2018.10.26

Interview

ここここ|さがひろかさんインタビュー(後編)

造園のお仕事と「大地の再生講座」を通じて、各地の「窒息」しそうな大地をゆるめる活動をおこなっている さがひろかさん。

前編では、「大地の再生」の考える現代土木の問題点や、庭づくりに興味を持ったきっかけなどを伺いました。後編では、さがさんが大切にしている感覚や、右下度合いについてお聞きします。

五感で感じる本質的な気持ちよさを目指したい

——さがさんが仕事や活動をする中で、大切にしていることや目指しているものなどがあれば、教えてください。

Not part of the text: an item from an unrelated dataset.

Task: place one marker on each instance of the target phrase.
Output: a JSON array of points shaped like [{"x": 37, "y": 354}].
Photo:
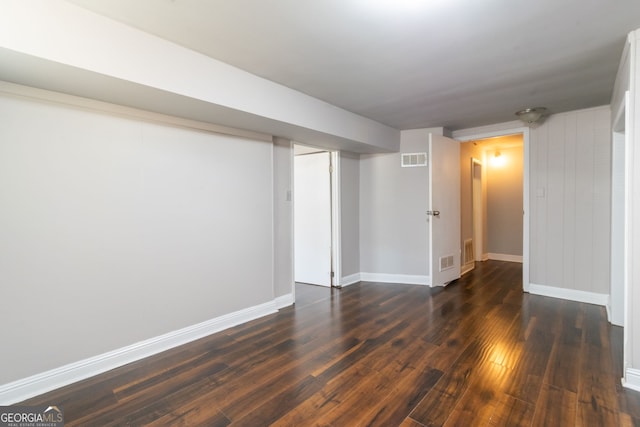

さが: たぶん、建築をやっていたときから「場所」をつくることやデザインすることに興味があったと思うんです。……と、思うんですが、“カッコいい空間”とか“おしゃれな空間”と言ってもいろんな基準があって、私はそのときに流行っていた空間のカッコよさがわからなくて、あまりそこに行きたいと思わなかったんですね。

——ほー。

さが: で、お庭づくりを始めて、造園の世界にも流行りみたいなのはあるとわかってきたんですけど、その一方で、「大地の再生」で矢野さんがやっているようなお庭づくりというのは、土の中の環境を整えることが中心なので、ともすると地面の上はほとんど触らないようなこともあるわけなんです。そういう活動に関わらせてもらって、3年くらい現場に参加した感想として、何というか本当に……草刈りをしただけでも、とにかく気持ちいいっていう体験がね、あるんですよ。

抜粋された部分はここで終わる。